The minimum inhibitory concentration for these strains is 0.125-6.25 μg/ml.

In combination with amoxicillin, it is active against Helicobacter pylori (amoxicillin suppresses the development of resistance to metronidazole).

Resistant to metronidazole

facultative anaerobes and obligate aerobes, but in the presence of mixed flora (aerobes and anaerobes), metronidazole acts synergistically with antibiotics effective against common aerobes.

Increases the sensitivity of tumors to radiation, causes sensitization to alcohol (disulfiram-like effect), stimulates reparative processes.

Pharmacokinetics

Suction

After oral administration, metronidazole is quickly and well absorbed from the gastrointestinal tract (bioavailability of at least 80%). Cmax in blood plasma ranges from 6 to 40 mcg/ml depending on the dose and is achieved 1-3 hours after taking the drug.

Distribution

Plasma protein binding – 10-20%.

Vd in adults – 0.55 l/kg, in newborns – 0.54-0.81 l/kg.

Metronidazole has high penetrating ability.
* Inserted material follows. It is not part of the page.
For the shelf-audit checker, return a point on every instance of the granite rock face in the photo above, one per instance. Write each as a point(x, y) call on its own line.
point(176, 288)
Reaches bactericidal concentrations in most tissues and body fluids, including lungs, kidneys, liver, skin, cerebrospinal fluid, brain, bile, saliva, amniotic fluid, abscess cavities, vaginal secretions, seminal fluid, breast milk. Penetrates through the BBB and through the placental barrier.

Metabolism

Metabolized (about 30-60%) by hydroxylation, oxidation and glucuronidation. The main metabolite, 2 oxymetronidazole, also has antiprotozoal and antimicrobial effects.

Removal

Excreted by the kidneys (60-80%), 20% - unchanged; 6-15% is excreted through the intestines.

T1/2 - 8 hours (6-12 hours). Renal clearance – 10.2 ml/min.

Metronidazole and its main metabolites are quickly removed from the blood during hemodialysis (T1/2 is reduced to 2.6 hours). During peritoneal dialysis, it is excreted in small quantities.

Pharmacokinetics in special clinical situations

In case of alcoholic liver damage, T1/2 is 18 hours (10-29 hours), in newborns born at a gestational age of 28-30 weeks - 75 hours, at a period of 32-35 weeks - 35 hours, at a period of 36-40 weeks - 25 hours

In patients with impaired renal function, accumulation of metronidazole in the blood serum may occur after repeated administration.

Dosage regimen

The tablets are taken orally during or after meals (or with milk), without chewing.

For trichomoniasis,
adults
are prescribed 250 mg 2 times a day. for 10 days or 400 mg 2 times a day. within 5-8 days. Women must additionally be prescribed metronidazole in the form of vaginal suppositories. If necessary, you can repeat the course of treatment or increase the dose to 0.75-1 g/day.

Between courses you should take a break of 3-4 weeks with repeated control laboratory tests. An alternative treatment regimen is to prescribe the drug in a dose of 2 g once to the patient and his sexual partner.

Children aged 2 to 5 years

- 250 mg/day,
5-10 years
- 250-375 mg/day,
over 10 years
- 500 mg/day. The daily dose should be divided into 2 doses. The course of treatment is 10 days.

For giardiasis
adults
are prescribed 500 mg 2 times a day. within 5-7 days.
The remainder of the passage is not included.